- Visitors to Amsterdam may soon notice a self-driving boat the size of a small car gliding gently through the city’s old canals.
- On Oct. 27, the creators unveiled the first two full-size, operable Roboats after four years of experiments with smaller models and tweaks to the concept.
- Below the waterline, the Roboat operates similarly to an upside-down air drone.
Roboats to be tested on Amsterdam’s Canals
Visitors to Amsterdam may soon notice a self-driving boat the size of a small car gliding gently through the city’s old canals, ferrying passengers or hauling products or rubbish.
It will be the electric-powered “Roboat,” a more appealing moniker than “autonomous floating vehicle,” for a project that will soon begin test travels intended at boosting the city’s transportation alternatives.
“We have a lot of road traffic and congestion, e-commerce, and logistics cluttering the city’s small streets,” said Stephan van Dijk, Innovation Director at Amsterdam’s Institute for Advanced Metropolitan Solutions, which is designing and engineering Roboat in collaboration with The Massachusetts Institute of Technology (MIT).
“At the same time, there is a lot of open water in the canals.

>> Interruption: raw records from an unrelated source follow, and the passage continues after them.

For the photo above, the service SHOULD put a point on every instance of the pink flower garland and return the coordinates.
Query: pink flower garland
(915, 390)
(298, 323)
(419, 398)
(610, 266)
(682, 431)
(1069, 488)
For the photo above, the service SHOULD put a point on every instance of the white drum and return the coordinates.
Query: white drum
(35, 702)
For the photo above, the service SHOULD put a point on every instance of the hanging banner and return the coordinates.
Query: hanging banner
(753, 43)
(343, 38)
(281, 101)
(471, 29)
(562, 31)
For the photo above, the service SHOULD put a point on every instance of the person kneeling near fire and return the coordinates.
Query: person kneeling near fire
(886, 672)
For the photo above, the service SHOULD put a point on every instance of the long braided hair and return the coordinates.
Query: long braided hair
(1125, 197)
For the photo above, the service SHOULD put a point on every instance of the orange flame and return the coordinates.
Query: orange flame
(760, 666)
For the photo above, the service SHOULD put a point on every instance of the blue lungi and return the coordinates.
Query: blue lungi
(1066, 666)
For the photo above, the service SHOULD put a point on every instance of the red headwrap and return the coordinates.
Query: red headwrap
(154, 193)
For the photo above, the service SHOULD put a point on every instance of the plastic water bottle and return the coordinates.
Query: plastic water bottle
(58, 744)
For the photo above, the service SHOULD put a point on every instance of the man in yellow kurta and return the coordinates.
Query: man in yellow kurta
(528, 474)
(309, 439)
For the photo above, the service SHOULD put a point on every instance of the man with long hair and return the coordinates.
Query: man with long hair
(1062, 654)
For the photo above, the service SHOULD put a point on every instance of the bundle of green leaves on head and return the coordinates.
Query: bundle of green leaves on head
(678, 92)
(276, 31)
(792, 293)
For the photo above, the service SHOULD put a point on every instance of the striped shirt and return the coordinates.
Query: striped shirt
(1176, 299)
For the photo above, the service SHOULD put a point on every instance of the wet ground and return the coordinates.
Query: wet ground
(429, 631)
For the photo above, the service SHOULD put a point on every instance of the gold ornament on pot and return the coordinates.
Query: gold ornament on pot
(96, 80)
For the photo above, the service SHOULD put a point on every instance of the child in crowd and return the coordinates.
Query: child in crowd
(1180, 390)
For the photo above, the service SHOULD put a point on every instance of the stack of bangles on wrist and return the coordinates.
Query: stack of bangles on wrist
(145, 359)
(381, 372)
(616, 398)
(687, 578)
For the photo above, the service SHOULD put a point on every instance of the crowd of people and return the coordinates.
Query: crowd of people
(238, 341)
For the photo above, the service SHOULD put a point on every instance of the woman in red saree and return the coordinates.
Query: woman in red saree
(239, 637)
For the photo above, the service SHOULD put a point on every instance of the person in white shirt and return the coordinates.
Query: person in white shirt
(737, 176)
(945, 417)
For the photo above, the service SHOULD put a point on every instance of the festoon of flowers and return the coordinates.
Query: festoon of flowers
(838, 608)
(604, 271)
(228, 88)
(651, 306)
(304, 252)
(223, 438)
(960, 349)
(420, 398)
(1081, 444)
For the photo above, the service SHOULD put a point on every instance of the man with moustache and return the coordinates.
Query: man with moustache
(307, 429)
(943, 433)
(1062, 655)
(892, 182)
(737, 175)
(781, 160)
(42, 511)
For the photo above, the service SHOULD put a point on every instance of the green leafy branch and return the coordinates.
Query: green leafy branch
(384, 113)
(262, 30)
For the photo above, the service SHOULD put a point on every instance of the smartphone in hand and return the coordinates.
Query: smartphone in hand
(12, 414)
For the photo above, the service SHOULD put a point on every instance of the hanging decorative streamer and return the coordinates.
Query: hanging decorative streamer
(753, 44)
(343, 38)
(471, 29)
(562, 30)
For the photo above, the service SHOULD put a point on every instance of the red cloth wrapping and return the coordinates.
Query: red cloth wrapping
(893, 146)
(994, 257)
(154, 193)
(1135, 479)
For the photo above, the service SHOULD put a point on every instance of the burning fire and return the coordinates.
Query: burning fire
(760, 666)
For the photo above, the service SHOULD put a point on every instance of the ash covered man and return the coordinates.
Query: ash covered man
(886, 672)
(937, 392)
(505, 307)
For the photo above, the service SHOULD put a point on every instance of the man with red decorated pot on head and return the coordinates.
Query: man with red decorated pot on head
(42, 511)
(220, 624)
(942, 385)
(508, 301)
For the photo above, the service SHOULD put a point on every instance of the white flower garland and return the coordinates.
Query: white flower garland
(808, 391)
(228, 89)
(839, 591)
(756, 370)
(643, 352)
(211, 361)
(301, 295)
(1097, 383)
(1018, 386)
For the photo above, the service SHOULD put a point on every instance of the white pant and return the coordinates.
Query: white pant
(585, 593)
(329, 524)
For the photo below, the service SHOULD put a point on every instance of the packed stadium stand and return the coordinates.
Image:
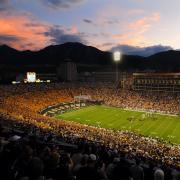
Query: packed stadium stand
(37, 147)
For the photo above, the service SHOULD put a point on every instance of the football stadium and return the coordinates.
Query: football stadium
(95, 119)
(89, 90)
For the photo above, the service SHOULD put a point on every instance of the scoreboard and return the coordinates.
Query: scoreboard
(31, 77)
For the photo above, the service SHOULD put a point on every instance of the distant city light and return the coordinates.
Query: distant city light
(117, 56)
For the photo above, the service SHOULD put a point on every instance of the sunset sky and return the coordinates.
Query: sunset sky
(105, 24)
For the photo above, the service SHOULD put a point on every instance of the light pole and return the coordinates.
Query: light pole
(117, 58)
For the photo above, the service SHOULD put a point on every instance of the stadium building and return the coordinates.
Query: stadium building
(156, 81)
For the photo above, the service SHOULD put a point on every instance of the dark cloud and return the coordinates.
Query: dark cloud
(6, 39)
(58, 36)
(87, 21)
(57, 4)
(141, 51)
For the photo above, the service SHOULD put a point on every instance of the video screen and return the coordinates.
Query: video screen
(31, 77)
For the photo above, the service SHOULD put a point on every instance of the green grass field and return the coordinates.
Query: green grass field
(161, 126)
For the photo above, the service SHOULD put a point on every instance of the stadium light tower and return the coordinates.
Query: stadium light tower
(117, 59)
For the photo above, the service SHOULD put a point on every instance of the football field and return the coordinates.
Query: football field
(156, 125)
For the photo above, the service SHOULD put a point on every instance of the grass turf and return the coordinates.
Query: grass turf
(161, 126)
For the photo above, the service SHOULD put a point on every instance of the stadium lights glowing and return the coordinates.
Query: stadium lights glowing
(117, 56)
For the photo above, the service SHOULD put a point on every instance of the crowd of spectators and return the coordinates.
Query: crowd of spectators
(101, 153)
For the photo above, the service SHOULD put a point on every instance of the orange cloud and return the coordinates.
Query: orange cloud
(27, 30)
(135, 31)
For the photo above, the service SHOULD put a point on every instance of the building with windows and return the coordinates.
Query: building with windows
(157, 81)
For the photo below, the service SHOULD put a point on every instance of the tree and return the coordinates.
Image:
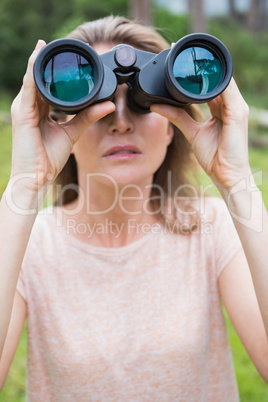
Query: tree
(197, 16)
(142, 11)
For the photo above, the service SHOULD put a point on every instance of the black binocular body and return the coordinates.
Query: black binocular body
(70, 75)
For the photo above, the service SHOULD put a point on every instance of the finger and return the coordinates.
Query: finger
(86, 118)
(28, 91)
(180, 118)
(230, 104)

So we created a self-driving, autonomous ship to assist with logistics in the city as well as transporting passengers.”
Waste collection project
On Oct. 27, the creators unveiled the first two full-size, operable Roboats after four years of experiments with smaller models and tweaks to the concept.
One of the craft’s initial test uses will be for an unglamorous but necessary task: garbage collecting.

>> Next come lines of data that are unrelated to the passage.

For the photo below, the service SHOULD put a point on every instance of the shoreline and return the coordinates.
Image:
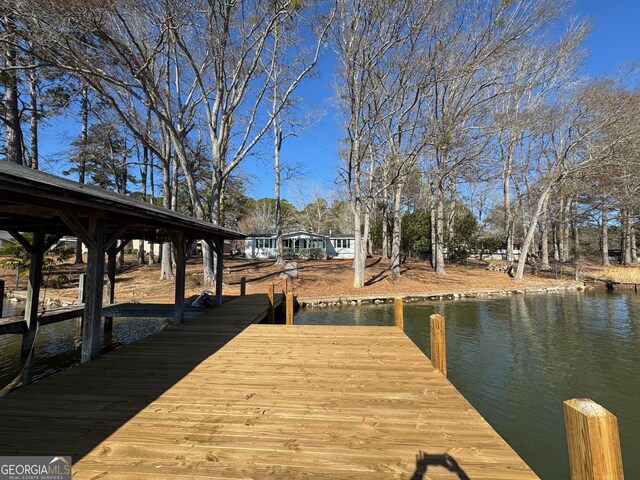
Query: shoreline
(342, 301)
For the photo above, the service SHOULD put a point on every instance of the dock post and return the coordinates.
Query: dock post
(289, 309)
(111, 285)
(179, 245)
(82, 285)
(399, 313)
(272, 314)
(438, 343)
(593, 441)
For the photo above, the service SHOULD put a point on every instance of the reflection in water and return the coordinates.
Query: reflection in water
(518, 358)
(58, 346)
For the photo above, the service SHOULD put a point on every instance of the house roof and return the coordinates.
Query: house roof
(297, 234)
(32, 201)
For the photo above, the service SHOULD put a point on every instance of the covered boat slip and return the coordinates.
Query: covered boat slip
(218, 397)
(50, 207)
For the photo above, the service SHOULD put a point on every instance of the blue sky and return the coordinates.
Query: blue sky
(613, 42)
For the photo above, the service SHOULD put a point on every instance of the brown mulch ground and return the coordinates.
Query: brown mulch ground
(317, 279)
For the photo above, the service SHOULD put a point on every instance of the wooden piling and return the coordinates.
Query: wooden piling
(111, 286)
(438, 343)
(289, 309)
(399, 313)
(82, 285)
(272, 314)
(593, 441)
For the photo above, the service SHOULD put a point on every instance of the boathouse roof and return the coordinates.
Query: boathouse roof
(34, 201)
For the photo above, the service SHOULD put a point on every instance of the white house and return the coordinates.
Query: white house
(4, 238)
(300, 244)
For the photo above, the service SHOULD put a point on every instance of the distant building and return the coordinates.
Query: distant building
(4, 238)
(300, 244)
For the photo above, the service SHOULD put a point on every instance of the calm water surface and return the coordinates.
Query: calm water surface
(517, 358)
(58, 345)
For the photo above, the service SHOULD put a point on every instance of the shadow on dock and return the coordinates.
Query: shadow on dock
(424, 461)
(73, 411)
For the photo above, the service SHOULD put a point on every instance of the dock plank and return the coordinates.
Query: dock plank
(219, 397)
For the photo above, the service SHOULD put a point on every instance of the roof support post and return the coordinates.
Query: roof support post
(95, 285)
(219, 243)
(111, 284)
(178, 241)
(36, 251)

Trucks are generally used for the work, although they pose a safety threat on the city’s tiny streets and cause traffic bottlenecks. Instead, Roboats stationed at the water’s edge will serve as floating garbage cans, scooting back to base when full.
The city, which is supporting the effort, is looking into areas for a waste collection trial project that will begin early next year, according to Van Dijk.

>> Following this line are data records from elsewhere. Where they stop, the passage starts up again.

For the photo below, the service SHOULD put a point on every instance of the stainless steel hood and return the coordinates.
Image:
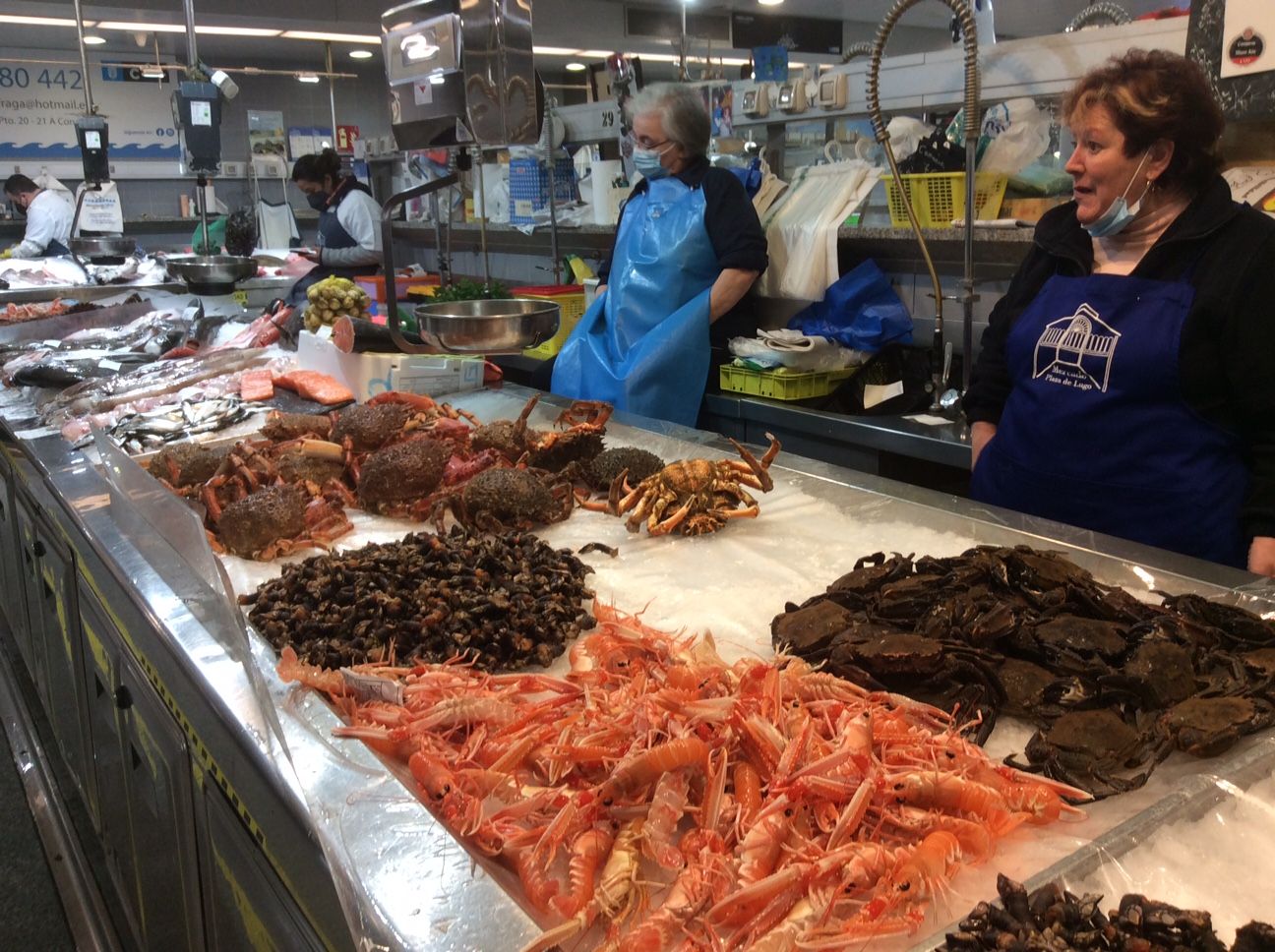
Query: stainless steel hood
(460, 72)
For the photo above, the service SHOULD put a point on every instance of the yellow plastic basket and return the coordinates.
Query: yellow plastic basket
(939, 198)
(570, 301)
(780, 385)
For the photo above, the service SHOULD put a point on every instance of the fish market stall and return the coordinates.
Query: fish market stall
(331, 835)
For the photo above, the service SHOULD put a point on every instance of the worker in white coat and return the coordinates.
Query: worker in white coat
(48, 219)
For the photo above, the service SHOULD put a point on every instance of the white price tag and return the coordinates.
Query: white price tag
(369, 687)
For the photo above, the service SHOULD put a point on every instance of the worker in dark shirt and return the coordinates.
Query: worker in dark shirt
(688, 249)
(1126, 382)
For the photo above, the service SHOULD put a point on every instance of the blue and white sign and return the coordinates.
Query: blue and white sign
(38, 106)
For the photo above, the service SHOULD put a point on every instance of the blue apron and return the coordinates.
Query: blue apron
(332, 235)
(644, 343)
(1095, 432)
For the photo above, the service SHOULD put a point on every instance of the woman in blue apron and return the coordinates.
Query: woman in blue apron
(349, 222)
(688, 249)
(1126, 382)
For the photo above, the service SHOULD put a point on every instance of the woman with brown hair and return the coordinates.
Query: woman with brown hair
(1126, 382)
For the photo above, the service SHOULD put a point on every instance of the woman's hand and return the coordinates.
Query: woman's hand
(1261, 556)
(979, 436)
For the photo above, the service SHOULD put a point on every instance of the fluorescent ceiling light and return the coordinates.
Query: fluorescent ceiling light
(41, 21)
(331, 37)
(142, 27)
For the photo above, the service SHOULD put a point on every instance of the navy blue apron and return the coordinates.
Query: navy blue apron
(1095, 431)
(332, 235)
(644, 343)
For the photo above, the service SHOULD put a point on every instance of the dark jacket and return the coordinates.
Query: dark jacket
(1227, 357)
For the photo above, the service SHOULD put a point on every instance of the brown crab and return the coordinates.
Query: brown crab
(275, 521)
(1090, 749)
(507, 498)
(695, 496)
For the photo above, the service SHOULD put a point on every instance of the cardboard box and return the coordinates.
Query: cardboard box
(369, 375)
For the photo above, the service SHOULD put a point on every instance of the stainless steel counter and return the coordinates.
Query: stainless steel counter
(345, 840)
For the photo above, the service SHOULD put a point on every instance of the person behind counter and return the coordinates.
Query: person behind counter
(688, 249)
(48, 219)
(1126, 382)
(349, 220)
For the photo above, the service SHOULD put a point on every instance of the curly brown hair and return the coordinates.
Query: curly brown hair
(1155, 94)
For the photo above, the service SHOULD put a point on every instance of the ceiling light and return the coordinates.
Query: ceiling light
(237, 30)
(148, 27)
(331, 37)
(41, 21)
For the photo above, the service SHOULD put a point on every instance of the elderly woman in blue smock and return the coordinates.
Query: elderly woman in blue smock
(349, 232)
(688, 249)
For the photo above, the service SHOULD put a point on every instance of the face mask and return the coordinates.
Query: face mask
(1120, 213)
(646, 160)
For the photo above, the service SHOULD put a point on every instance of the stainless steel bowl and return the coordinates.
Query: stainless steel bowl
(106, 249)
(487, 327)
(211, 274)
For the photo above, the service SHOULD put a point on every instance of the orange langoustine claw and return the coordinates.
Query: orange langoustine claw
(806, 812)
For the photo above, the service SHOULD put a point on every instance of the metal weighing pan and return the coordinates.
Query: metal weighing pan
(211, 274)
(106, 249)
(487, 327)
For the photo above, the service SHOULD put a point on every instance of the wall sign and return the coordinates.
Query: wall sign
(38, 106)
(1232, 41)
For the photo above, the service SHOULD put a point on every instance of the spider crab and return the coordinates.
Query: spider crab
(694, 496)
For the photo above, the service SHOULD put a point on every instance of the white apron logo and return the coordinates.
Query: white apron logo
(1076, 351)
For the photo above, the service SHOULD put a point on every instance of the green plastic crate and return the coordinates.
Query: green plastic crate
(782, 385)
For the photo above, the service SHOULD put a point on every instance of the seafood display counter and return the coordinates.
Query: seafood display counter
(229, 814)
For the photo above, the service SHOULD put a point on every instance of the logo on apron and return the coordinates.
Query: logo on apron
(1076, 351)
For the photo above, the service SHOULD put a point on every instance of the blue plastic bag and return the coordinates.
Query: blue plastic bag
(860, 311)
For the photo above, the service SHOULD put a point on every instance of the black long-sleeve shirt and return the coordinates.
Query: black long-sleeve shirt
(1227, 353)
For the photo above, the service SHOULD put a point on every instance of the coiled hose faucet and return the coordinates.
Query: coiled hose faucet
(969, 39)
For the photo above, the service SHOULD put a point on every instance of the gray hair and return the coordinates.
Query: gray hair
(681, 112)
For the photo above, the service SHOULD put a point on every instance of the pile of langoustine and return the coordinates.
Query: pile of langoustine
(407, 455)
(666, 798)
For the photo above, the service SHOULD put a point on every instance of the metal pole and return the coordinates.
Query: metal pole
(89, 85)
(332, 90)
(482, 220)
(192, 48)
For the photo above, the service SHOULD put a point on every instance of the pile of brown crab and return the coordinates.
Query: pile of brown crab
(1115, 684)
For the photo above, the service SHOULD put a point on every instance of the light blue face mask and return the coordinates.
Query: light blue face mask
(646, 160)
(1120, 213)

To minimize collisions, Roboats will need to be digitally connected to the city’s water traffic management, but Van Dijk said one major benefit is that they don’t require human drivers and can “see” as well at night as they can during the day.
How does the Roboat operate?
Below the waterline, it operates similarly to an upside-down air drone: two propellers, one fore, and one aft, and two thrusters on either side of the bow enabling it to maneuver quickly, including flawless berthing that would put most human skippers to shame.
Positioning is aided by laser imaging in the front, GPS systems in the front and rear, and several cameras on the sides. The Roboat is programmed from computers on land.
It has not yet been granted authorization to enter the city’s regular water flow carrying passengers. Longer-term, the 1,200 kilograms (2,645 lb) craft’s medium size and somewhat boxy frame may be utilized for passenger, garbage, and transport versions, and it was designed so that Roboats can connect together.
Linking Robats will allow for more one-time applications, such as establishing a floating concert platform, a temporary bridge, forming a barge, or, in sea-faring versions, forming a circle of Roboats to assist contain an oil spill, according to Van Dijk.